African governments need to act together on energy transition or risk bungling ESG targets

Wind turbines

AS the global market continues to pivot toward a low-carbon economy, African governments can no longer afford to ignore the energy transition. The shifting focus on sustainable investment was reinforced at this year’s Mining Indaba, where environmental, social, and governance (ESG) standards were a major theme.

A recurring question is the extent to which ESG measures are comprehensive, coherent, and well understood. A more salient question might be: do they make a difference? The answer depends largely on how quickly African governments and companies operating in Africa can respond. The current focus on ESG investing can pay dividends – laying the foundations for more sustainable African economies for future generations. But achieving this objective requires companies, governments, and other stakeholders to collaborate effectively to meet development priorities.

Multi-stakeholder approaches have had some success in building trust and informing evidence-based policies. These elements are essential for the responsible management of the extractive industries. One of the challenges for any international standard, however, is to incentivise progress and ensure minimum thresholds, while not greenwashing practices that should be discouraged.

Addressing systemic challenges and policy priorities in a way that goes beyond box-ticking is key. In the Democratic Republic of Congo, for example, where poverty alleviation is a major focus, good governance means systematically reporting on mining royalties paid by companies to local governments, helping stakeholders understand how these revenues contribute to local development. The sums involved are substantial. From 2018 to 2020, mining companies paid more than $920m in royalties. Around 40% – over $350m – should have been paid to provinces and local government entities.

I am optimistic that African governments can leverage the focus on ESG investment to ensure that natural resource revenues can contribute to developmental outcomes. But ESG standards need a more comprehensive and coherent approach. Otherwise, they run the risk of bringing confusion rather than clarity to investors and industry. But African governments will also need to move with more haste to respond to the opportunities presented by the energy transition and to create an enabling environment for ESG-driven investment to bear fruit.
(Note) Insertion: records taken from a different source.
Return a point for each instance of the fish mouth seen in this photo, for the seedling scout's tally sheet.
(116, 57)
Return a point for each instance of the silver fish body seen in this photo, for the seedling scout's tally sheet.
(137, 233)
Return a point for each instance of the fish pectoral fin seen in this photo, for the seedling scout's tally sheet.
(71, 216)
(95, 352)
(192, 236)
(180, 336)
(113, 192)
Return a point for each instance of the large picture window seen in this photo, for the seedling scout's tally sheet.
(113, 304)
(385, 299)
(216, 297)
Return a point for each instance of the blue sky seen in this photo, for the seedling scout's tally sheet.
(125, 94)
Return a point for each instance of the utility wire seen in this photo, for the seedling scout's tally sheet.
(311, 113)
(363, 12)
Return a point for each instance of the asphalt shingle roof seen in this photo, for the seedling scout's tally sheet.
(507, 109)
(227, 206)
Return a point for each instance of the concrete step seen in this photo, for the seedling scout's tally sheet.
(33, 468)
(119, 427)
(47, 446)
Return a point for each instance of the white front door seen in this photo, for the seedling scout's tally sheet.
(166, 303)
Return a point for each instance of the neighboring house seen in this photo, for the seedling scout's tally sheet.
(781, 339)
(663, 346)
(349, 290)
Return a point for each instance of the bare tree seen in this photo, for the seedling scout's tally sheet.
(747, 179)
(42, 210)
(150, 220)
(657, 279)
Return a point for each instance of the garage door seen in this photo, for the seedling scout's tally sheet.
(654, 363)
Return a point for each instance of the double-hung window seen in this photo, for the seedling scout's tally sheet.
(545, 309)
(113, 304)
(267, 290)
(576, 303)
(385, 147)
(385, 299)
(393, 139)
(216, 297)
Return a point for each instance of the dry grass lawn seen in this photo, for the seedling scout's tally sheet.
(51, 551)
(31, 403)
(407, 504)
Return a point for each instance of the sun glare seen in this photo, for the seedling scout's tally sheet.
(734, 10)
While we have seen reforms across the region, many have tended to be behind the curve vis-à-vis the energy transition. To ride the wave of ESG investing, governments will need to implement timely, evidence-based policies, collaborate closely with industry stakeholders and ensure that expectations are clearly communicated. In the past, the industry has made the mistake of creating high expectations among stakeholders for economic dividends that it cannot fulfill. ESG investing affords a second chance – and an opportunity not to repeat this error.

Bady Baldé is Deputy Executive and Africa Director of the Extractive Industries Transparency Initiative (EITI). Through its multi-stakeholder approach, the EITI has been effective in building trust and informing evidence-based policies that promote the responsible management of the extractive industries in twenty-six countries in Africa. The EITI Standard is implemented in 55 countries globally.